= Alliance Against State Hostage Taking =

Human rights organization

The Alliance Against State Hostage Taking was a collective initiative founded by a group of former hostages and families of those detained in Iran who campaigned against the practice of Iran's hostage diplomacy. In the aftermath of the Joint Comprehensive Plan of Action (JCPOA), the Islamic Republic of Iran employed a fresh trend of the tactic of arresting Western citizens and dual-nationals in a bid to extract concessions from its foes, in a strategy of hostage diplomacy that has long presented the Western world with a dilemma.

The movement, which was known as the Families Alliance Against State-Hostage Taking argued that Iran was systematically arresting dual nationals, often with Western ties, on false, unfounded charges like espionage or "collaborating with hostile states", and using their imprisonment as leverage to extract political and economic concessions from Western governments.

It formally launched at the United Nations General Assembly in New York on 24 September 2019.

The Alliance Against State Hostage Taking established a powerful social movement, serving as the foundational inspiration for several subsequent human rights groups and charitable organizations.

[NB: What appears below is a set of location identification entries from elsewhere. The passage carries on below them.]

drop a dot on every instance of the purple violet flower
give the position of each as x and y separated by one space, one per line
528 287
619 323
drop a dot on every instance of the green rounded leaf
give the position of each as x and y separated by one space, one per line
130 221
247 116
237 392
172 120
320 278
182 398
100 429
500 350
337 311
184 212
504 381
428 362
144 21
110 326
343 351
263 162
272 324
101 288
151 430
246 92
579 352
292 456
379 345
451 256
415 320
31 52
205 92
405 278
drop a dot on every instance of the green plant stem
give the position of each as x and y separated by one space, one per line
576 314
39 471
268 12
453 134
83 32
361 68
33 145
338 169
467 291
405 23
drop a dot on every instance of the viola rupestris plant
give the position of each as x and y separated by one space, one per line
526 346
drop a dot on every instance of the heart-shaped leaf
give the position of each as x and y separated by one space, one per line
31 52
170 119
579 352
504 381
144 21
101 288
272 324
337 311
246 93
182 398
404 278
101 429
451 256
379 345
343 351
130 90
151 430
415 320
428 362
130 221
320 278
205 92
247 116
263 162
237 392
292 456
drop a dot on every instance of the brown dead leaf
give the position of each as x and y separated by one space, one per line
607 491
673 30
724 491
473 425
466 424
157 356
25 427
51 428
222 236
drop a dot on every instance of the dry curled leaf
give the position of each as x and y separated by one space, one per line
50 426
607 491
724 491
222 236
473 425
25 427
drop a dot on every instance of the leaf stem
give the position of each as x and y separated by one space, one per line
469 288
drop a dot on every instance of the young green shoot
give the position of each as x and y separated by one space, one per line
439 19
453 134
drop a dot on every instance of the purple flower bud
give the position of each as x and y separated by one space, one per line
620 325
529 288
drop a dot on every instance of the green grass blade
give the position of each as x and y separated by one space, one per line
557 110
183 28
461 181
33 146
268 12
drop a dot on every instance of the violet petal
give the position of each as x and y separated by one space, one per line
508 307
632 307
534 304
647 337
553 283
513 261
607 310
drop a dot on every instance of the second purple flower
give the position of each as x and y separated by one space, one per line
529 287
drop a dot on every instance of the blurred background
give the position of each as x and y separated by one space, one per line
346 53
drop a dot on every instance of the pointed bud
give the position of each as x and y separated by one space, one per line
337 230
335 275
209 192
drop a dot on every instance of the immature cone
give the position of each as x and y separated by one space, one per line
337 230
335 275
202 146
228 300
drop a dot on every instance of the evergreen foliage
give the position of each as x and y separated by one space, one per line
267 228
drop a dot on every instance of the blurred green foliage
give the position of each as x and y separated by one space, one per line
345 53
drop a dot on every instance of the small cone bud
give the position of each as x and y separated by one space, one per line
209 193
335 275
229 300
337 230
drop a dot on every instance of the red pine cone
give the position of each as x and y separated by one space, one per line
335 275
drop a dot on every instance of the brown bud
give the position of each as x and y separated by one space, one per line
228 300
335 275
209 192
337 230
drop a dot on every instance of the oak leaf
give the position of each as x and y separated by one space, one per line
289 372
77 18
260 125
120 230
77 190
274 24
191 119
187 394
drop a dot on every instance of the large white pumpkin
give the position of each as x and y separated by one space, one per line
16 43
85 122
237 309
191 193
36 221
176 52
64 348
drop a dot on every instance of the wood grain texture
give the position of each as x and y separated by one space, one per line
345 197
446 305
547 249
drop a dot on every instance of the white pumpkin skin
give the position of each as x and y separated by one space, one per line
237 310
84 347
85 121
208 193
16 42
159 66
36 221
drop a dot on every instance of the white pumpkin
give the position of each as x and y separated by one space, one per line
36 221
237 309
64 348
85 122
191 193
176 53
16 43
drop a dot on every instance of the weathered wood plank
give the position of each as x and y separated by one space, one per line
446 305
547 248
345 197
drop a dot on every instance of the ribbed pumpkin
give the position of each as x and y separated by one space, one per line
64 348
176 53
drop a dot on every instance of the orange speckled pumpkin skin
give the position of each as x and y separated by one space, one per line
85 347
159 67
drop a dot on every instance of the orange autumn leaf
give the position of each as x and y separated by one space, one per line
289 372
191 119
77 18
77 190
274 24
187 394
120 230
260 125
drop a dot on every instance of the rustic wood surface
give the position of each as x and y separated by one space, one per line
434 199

Among its most notable offspring are Hostage International, Hostage Aid Worldwide and Hostages Alliance. All of these groups are dedicated to advancing the movement's mission of eliminating the use of arbitrary detention of foreign individuals to exert pressure on governments, extract concessions, or influence negotiations—particularly in relation to political disputes and geopolitical disagreements.

These organisations have been actively involved in addressing the ongoing cases of the kidnapped US journalist Austin Tice, and the British couple Craig and Lindsay Foreman who were arrested in Tehran in January 2025 on charges of espionage as well as in advocacy efforts following the kidnapping of 240 Israeli citizens by Hamas militants during the 7 October 2023 attacks.